Для молитвы особой позы не требовалось. Можно было сидеть скрестив ноги или их вытянув, складывать руки на груди, переплетать пальцы или сжимать в кулак, однако все без исключения в знак сосредоточенности закрывали глаза и почтительно склоняли головы. Toy давным-давно перестал закрывать глаза, но вскинуть голову все же не отваживался. Сегодня, явившись с опозданием и едва переводя дыхание, он был настроен безразлично и во время затяжной молитвы от нетерпения вздернул подбородок. Toy сидел на той стороне галереи, откуда хорошо были видны склоненные головы молящихся, хор, священник внутри восьмиугольной башенки кафедры и директор у ее подножия. Священник с толстыми щеками, кивая головой в такт каждой фразе и увлеченно зажмурив глаза, что придавало его лицу невидящее выражение, походил на воздушный шар, увлекаемый сквозняком. Toy вдруг почувствовал на себе чей-то взгляд. Среди сидевших со склоненными головами на галерее напротив кто-то, выпрямившись несколько неуклюже, почти бесстрастно наблюдал за ним (а может быть, и нет) с едва заметной саркастической улыбкой. Что-то в этом лице показалось Toy знакомым. В тот же день новичка представили классу как Роберта Коултера, переведенного в Уайтхиллскую среднюю школу из Гарнгадской начальной школы. Коултер легко сошелся с соклассниками, без труда обзавелся друзьями и отличался по предметам, которые Toy не давались. Они обменивались неловкими кивками, когда случайно оказывались рядом, но в остальном старались друг друга не замечать. Как-то раз, в кабинете естествознания, ученики переговаривались у своих парт, стоя в ожидании учителя. Коултер подошел к Toy и сказал:

— Привет.

— Привет.

— Как дела?

— Неплохо. Как у тебя?

— Тоже ничего.

После паузы Коултер спросил:

— Не хочешь поменяться местами?

— Чего ради?

— Да вот, хочу поближе разглядывать… — Коултер указал на Кейт Колдуэлл. — Тебе ведь всякое такое без интереса.

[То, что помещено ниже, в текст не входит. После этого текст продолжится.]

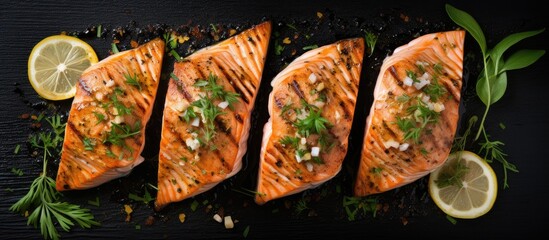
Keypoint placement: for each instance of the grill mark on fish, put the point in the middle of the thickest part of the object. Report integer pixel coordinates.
(394, 73)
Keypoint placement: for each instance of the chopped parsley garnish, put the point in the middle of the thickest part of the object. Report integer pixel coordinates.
(132, 80)
(314, 123)
(89, 144)
(119, 132)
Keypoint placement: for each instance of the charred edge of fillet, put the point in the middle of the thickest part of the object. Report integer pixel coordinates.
(388, 129)
(238, 118)
(297, 89)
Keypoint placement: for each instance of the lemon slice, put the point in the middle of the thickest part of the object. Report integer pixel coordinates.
(465, 186)
(56, 63)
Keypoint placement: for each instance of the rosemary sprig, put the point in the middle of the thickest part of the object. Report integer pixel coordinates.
(42, 199)
(492, 81)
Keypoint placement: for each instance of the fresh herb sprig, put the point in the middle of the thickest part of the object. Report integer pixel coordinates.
(492, 81)
(371, 40)
(42, 199)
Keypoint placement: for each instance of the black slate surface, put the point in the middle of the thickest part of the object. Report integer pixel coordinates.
(520, 211)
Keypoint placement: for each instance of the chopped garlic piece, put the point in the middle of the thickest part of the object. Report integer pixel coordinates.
(403, 147)
(297, 157)
(315, 151)
(312, 78)
(229, 222)
(309, 166)
(109, 83)
(422, 83)
(196, 122)
(391, 143)
(223, 104)
(217, 218)
(118, 120)
(408, 81)
(422, 63)
(99, 96)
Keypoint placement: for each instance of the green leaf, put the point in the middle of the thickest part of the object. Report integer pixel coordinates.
(491, 91)
(497, 52)
(466, 21)
(522, 59)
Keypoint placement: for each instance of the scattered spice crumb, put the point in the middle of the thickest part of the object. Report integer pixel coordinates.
(286, 40)
(149, 221)
(319, 15)
(229, 224)
(246, 231)
(404, 221)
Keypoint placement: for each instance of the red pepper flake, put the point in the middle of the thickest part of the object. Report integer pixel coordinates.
(404, 18)
(319, 15)
(149, 221)
(287, 40)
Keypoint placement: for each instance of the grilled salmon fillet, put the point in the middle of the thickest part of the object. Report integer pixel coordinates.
(412, 122)
(105, 131)
(206, 119)
(311, 110)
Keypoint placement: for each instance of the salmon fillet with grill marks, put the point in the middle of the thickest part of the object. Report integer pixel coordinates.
(414, 116)
(206, 118)
(105, 131)
(311, 111)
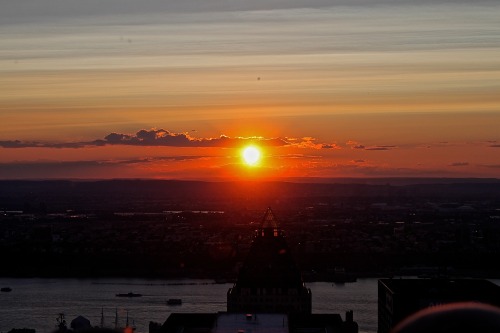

Toy перенес свои учебники на место Коултера в полном расстройстве чувств, внутренне кипя от негодования. Однако ничто на свете не заставило бы его признаться, что Кейт Колдуэлл ему небезразлична.

Как-то после экзамена, пока учителя проверяли письменные работы, ученики читали комиксы, играли в шахматы и в карты или потихоньку болтали, собравшись кучками. Коултер, сидевший впереди Toy, обернулся и спросил:

— Что ты читаешь?

Toy показал ему сборник критических эссе о литературе и искусстве. Коултер тоном прокурора заявил:

— Ты это читаешь не ради удовольствия.

— Именно ради удовольствия.

— В нашем возрасте такие книги ради удовольствия не читают. Их читают, чтобы показаться умнее всех.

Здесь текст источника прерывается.